Chinese ‘Angel’ Rescues 30 Abandoned Babies
The story of a Chinese ‘angel’ has come to the international stage after details of her rescue of 30 abandoned Chinese babies came to light.
Hailed as a hero, Lou Xiaoying, now 88 and suffering from kidney failure, found and helped raise 30 abandoned Chinese babies in the Eastern China as she struggled to make a living recycling rubbish.
The first child was found in 1972. She and her husband kept four children and passed others on to family and friends. Her youngest son Zhan Qilin, now 7, was found when Lou was 82.
DailyMail: “Even though I was already getting old I could not simply ignore the baby and leave him to die in the trash. He looked so sweet and so needy. I had to take him home with me,” she said.
I took him back to our home, which is a very small modest house in the countryside and nursed him to health. He is now a thriving little boy, who is happy and healthy.
My older children all help look after Zhang Qilin, he is very special to all of us. I named him after the Chinese word for rare and precious.”
China introduced its ‘policy of birth planning’ in 1978 to slow the country’s population explosion. Married couples are restricted to having one child. Those who follow the rules can receive an additional month’s salary every year until the child turns 14. The Chinese government claims that the policy has probably prevented more than 400 million births and in 2010 it was reported that for every 120 boys born there are 100 girls.

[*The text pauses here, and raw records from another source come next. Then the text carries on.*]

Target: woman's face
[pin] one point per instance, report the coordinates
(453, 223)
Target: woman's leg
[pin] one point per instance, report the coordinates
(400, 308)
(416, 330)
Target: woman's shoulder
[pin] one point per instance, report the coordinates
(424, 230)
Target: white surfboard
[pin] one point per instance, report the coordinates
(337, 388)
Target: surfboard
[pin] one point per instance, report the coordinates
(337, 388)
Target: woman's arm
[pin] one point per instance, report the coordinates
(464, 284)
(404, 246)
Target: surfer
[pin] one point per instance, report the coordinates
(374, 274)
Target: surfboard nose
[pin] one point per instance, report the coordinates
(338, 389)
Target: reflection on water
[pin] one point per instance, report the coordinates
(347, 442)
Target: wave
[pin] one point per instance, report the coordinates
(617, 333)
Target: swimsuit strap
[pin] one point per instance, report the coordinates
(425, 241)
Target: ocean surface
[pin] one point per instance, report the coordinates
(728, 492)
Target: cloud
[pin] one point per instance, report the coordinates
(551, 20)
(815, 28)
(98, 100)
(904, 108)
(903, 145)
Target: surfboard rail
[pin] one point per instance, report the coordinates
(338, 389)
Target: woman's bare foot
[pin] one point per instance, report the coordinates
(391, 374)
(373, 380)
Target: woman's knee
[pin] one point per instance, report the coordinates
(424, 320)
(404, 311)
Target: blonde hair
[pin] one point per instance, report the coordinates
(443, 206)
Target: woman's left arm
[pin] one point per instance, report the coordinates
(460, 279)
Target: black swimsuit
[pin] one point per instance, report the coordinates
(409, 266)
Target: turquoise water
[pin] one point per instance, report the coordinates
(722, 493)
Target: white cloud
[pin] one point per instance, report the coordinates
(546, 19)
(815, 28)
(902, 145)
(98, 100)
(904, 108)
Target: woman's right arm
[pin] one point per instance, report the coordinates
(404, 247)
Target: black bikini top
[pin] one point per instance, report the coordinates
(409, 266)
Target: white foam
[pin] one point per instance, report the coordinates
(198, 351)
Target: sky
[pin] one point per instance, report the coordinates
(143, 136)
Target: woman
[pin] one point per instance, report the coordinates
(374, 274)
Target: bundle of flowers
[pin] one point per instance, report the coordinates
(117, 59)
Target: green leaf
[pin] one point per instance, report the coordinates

Critics inside China and around the world have condemned the policy and accused the government of enforcing abortions. Despite the fact that it is illegal to kill newborn babies in the country, female infanticide and the failure to report female births is widely suspected, especially in rural areas. Faced with governmental punishment many newborns are thought to be abandoned in dumpsters.
DailyMail: One fan of Lou explained: “She is shaming to governments, schools and people who stand by and do nothing. She has no money or power but she saved children from death or worse.’
‘In the local community she is well known and well respected for her work with the abandoned babies. She does her best. She is a local hero. But unfortunately there are far too many abandoned babies in China who have no hope of survival.”
This woman, poor by most standards, found the ability and means to give these 30 abandoned babies a second chance.